The abbess and her followers are skeptical at first, but that’s the paradox of all religions: So much of it must be taken on faith. Verhoeven invites a certain ambiguity so as to have it both ways, where believers won’t feel that he’s attacking their religion outright, while skeptics have enough clues to reach their own conclusions (like the shards of pottery Benedetta may have used to inflict her own wounds). The director further armors himself against detractors by embracing camp, pushing the plainly outrageous elements to such extremes as to elicit ironic laughter: the sexy Jesus and knowingly bad CGI of Benedetta’s visions, the relish with which the Papal Nonce (Lambert Wilson) presents “the pear” — a gruesome vaginal torture device.

It all amounts to a very transgressive form of divine comedy for those willing to join Verhoeven on his sacrilegious wavelength. And why watch “Benedetta” in any other way? The helmer operates in the same broad, manipulative strokes that Mel Gibson brought to “The Passion of the Christ,” reducing all but Benedetta to one-dimensional agendas. The men of the church may seem pious, but their actions are all motivated by political advantage. The women submit to the patriarchy, but find cunning ways to grasp power as it comes, as represented by the brave but futile stand taken by the abbess’ most faithful servant (Louise Chevillot).

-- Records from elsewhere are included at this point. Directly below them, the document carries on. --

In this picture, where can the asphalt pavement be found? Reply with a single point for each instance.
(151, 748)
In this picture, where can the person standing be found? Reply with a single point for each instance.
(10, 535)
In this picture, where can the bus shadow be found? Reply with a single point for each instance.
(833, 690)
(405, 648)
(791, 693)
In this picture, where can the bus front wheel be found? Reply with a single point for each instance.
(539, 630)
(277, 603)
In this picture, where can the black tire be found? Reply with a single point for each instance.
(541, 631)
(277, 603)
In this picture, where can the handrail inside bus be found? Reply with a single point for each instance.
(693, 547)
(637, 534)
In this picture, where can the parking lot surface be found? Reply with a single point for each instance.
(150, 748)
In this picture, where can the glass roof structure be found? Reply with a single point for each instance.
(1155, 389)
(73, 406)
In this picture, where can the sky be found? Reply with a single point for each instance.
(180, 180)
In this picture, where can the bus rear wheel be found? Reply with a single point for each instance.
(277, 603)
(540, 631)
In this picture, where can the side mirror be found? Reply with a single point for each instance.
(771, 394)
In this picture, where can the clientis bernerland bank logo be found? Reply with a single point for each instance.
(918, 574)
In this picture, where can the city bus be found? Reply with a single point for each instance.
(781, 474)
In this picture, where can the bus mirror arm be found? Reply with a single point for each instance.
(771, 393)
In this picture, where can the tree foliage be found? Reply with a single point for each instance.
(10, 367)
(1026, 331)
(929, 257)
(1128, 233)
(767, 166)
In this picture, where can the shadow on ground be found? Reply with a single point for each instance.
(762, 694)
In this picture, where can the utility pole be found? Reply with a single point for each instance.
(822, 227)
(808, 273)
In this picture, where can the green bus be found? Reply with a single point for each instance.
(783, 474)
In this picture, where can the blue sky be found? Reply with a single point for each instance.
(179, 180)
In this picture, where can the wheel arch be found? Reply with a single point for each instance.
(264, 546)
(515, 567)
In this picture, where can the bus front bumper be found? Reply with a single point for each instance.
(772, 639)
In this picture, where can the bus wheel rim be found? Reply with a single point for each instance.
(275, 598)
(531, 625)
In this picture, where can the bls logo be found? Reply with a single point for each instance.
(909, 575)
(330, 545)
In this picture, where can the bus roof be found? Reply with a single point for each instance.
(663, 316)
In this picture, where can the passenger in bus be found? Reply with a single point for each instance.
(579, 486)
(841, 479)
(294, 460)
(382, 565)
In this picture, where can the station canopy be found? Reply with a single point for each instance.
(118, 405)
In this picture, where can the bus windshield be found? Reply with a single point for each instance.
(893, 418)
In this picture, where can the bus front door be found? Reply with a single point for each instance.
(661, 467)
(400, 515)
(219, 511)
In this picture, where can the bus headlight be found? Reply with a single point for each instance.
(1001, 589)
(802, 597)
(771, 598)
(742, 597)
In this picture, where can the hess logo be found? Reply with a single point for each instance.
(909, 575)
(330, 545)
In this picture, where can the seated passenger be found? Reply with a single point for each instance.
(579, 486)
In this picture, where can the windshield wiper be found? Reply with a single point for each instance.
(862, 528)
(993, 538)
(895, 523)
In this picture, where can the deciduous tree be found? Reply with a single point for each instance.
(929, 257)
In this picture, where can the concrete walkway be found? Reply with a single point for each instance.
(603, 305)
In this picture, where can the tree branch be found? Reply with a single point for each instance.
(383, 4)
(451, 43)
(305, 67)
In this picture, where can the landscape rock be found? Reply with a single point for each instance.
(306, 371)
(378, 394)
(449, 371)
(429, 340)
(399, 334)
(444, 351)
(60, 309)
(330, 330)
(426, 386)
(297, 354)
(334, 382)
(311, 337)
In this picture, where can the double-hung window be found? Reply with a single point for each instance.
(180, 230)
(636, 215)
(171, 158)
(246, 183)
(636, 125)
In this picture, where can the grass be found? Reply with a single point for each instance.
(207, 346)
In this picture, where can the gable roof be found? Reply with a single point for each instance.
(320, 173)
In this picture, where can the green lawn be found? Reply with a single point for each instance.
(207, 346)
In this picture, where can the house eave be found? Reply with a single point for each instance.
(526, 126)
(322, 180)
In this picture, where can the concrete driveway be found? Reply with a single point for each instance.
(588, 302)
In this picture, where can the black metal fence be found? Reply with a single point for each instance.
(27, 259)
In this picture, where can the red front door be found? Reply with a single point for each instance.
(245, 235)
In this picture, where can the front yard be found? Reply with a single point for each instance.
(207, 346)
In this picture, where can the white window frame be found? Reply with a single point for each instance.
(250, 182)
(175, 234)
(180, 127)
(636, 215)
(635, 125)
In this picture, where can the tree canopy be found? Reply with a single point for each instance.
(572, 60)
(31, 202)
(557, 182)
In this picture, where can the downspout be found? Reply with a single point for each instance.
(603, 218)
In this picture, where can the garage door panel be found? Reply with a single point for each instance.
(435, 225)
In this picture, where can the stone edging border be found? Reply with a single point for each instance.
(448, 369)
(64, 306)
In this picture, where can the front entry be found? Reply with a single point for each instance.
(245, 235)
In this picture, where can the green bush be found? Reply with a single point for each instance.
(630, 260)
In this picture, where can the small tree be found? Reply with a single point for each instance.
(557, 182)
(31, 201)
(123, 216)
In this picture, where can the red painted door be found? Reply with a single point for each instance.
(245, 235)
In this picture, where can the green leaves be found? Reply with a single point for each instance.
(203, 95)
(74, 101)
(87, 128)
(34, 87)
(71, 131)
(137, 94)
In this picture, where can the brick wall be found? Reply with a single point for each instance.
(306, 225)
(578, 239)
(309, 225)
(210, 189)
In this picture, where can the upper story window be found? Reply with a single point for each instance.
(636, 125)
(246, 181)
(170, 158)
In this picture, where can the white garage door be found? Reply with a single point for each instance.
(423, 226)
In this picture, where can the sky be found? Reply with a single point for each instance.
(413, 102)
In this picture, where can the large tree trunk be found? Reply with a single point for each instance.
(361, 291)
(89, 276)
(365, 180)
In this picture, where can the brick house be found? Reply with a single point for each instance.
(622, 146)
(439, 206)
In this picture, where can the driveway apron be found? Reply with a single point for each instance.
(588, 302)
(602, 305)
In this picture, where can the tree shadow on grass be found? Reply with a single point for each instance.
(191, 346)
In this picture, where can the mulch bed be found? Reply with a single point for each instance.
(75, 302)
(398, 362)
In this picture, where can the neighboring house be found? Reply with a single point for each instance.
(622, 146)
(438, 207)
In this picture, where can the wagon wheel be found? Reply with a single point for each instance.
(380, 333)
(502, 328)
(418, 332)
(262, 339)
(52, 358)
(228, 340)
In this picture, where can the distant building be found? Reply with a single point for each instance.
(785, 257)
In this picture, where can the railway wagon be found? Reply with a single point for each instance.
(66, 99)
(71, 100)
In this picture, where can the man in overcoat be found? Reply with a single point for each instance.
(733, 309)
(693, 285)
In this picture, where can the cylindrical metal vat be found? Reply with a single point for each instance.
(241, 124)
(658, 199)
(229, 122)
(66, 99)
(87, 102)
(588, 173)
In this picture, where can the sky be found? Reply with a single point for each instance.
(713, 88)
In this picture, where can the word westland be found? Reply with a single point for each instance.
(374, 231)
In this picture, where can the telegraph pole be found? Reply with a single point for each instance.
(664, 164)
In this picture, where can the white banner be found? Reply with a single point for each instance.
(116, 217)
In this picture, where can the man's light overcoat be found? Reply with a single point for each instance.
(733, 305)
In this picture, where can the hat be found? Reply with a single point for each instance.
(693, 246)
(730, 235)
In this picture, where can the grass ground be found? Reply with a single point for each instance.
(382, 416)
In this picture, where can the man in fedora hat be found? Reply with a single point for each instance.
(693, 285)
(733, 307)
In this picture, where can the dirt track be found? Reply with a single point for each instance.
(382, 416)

But what of the notorious lesbian love story? One could presumably tune out all the religious scandal and choose to see “Benedetta” as nothing more than the story of two women passionately attracted to one another in an environment where, as one nun puts it, “your worst enemy is your body.” Efira plays Benedetta as a sincerely devout member of the Theatine order who experiences a strong and inexplicable connection to a peasant girl, Bartolomea (Daphné Patakia), who seeks shelter from her abusive father within the convent.

Verhoeven’s never been one for subtlety, but there’s a tenderness to these early scenes as the women establish a tentative intimacy. Bartolomea isn’t shy about her body, whereas Benedetta wrestles with her guilt as she steals glimpses of the tomboyish new arrival. (She also holds a mirror to the hidden corners of her own anatomy.) To think that Cannes turned down Pedro Almodóvar’s “Dark Habits” back in the day but awarded a shared best actress prize to the cloistered co-leads of Christian Mungiu’s 2012 “Beyond the Hills.” And now this!

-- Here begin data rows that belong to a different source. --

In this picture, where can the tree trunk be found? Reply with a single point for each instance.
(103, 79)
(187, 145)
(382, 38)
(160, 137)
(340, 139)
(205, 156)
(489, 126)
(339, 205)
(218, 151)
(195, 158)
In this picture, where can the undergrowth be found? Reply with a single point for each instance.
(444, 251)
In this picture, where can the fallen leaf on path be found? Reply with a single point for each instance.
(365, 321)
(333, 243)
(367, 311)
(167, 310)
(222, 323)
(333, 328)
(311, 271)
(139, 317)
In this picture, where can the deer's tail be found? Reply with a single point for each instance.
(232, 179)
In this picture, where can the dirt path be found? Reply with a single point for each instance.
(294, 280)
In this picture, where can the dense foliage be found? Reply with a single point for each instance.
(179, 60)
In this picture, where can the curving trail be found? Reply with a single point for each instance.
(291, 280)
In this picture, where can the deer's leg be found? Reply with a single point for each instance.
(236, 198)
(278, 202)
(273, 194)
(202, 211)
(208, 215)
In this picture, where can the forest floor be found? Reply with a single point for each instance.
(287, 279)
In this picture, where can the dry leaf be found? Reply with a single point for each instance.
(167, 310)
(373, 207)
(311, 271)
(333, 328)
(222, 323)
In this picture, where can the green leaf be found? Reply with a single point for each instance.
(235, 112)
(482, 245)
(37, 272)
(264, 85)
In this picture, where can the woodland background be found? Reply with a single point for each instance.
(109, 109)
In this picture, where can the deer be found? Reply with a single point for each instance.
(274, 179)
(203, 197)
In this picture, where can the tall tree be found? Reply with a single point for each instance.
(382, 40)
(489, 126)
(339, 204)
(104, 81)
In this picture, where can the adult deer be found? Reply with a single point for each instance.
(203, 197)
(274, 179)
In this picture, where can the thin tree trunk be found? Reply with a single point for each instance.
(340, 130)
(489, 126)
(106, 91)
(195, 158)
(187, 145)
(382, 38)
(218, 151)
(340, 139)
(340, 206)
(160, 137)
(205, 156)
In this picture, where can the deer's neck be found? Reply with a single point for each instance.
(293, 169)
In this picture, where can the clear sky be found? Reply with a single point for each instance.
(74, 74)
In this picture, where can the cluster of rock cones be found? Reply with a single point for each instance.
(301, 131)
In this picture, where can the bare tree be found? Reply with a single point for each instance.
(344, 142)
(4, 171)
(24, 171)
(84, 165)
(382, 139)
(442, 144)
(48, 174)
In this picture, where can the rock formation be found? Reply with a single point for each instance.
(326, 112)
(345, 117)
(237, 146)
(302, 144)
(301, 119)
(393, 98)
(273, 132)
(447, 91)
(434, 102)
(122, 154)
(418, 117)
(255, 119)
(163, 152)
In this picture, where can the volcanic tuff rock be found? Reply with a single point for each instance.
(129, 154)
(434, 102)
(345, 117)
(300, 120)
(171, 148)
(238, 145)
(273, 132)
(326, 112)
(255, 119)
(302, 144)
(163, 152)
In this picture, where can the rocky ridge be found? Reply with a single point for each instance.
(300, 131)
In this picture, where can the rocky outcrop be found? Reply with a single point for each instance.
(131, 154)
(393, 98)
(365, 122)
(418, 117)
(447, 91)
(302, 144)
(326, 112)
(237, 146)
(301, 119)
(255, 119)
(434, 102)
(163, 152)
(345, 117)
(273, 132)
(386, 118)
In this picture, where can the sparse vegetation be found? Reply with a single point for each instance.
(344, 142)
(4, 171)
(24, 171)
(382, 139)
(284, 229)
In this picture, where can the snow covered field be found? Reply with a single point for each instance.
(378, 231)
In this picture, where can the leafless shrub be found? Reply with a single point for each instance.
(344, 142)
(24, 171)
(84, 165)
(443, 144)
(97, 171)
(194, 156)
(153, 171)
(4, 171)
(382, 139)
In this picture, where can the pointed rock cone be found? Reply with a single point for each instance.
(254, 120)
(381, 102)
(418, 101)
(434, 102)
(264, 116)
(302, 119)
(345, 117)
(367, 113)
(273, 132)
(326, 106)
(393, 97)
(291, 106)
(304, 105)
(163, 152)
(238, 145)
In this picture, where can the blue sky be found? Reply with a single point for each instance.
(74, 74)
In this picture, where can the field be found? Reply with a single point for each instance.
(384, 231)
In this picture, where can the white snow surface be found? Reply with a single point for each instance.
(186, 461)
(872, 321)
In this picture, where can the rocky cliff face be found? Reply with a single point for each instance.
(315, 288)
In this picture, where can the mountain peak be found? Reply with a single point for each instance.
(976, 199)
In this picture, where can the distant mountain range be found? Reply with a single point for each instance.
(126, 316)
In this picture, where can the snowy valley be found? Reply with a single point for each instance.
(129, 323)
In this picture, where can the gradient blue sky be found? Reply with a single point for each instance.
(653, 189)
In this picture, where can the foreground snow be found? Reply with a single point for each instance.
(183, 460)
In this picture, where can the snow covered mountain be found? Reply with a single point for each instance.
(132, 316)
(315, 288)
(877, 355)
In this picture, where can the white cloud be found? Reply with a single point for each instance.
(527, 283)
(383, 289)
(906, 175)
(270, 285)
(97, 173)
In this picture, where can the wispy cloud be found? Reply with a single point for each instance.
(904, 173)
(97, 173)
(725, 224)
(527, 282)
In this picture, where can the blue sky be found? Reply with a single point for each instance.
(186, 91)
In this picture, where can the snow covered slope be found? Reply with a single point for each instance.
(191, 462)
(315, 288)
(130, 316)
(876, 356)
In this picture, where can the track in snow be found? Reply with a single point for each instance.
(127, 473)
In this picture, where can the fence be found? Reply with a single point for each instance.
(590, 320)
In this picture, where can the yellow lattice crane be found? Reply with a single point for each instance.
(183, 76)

Say what you will about religion, but “Benedetta” argues that there has been no more repressive force on human sexuality than those rules attributed to God yet agreed upon and enforced by men. Verhoeven comes down on the side of personal gratification, and that’s the problem: It’s all well and good to stick up for a pair of 17th-century lesbians, but as their plight is presented here, we’re keenly aware that they’re being ogled by a pervy old man.

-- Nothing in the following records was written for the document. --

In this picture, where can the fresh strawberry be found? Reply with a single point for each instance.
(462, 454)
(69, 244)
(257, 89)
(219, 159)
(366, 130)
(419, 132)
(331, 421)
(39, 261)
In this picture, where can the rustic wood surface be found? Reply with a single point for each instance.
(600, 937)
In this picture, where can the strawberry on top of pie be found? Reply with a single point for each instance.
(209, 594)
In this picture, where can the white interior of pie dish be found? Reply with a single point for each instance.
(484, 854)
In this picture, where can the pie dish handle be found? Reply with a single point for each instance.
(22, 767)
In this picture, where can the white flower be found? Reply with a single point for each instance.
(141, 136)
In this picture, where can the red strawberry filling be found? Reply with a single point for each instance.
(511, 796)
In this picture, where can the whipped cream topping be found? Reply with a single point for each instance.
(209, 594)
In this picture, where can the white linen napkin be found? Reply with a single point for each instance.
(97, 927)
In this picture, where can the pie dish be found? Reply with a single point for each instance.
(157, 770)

It’s the “Blue Is the Warmest Color” problem all over again — not so much the male gaze (DP Jeanne Lapoirie is a woman; she has shot several queer classics, including “Wild Reeds” and “BPM”) as the conceit that two inexperienced female lovers, deprived of role models, would have porn-caliber sex their first time out, changing positions multiple times for the benefit of a steamy montage. It’s in these scenes that Verhoeven’s agenda seems most apparent, revealing “Benedetta” to be not a groundbreaking film, but just another entry in the tawdry nunsploitation genre.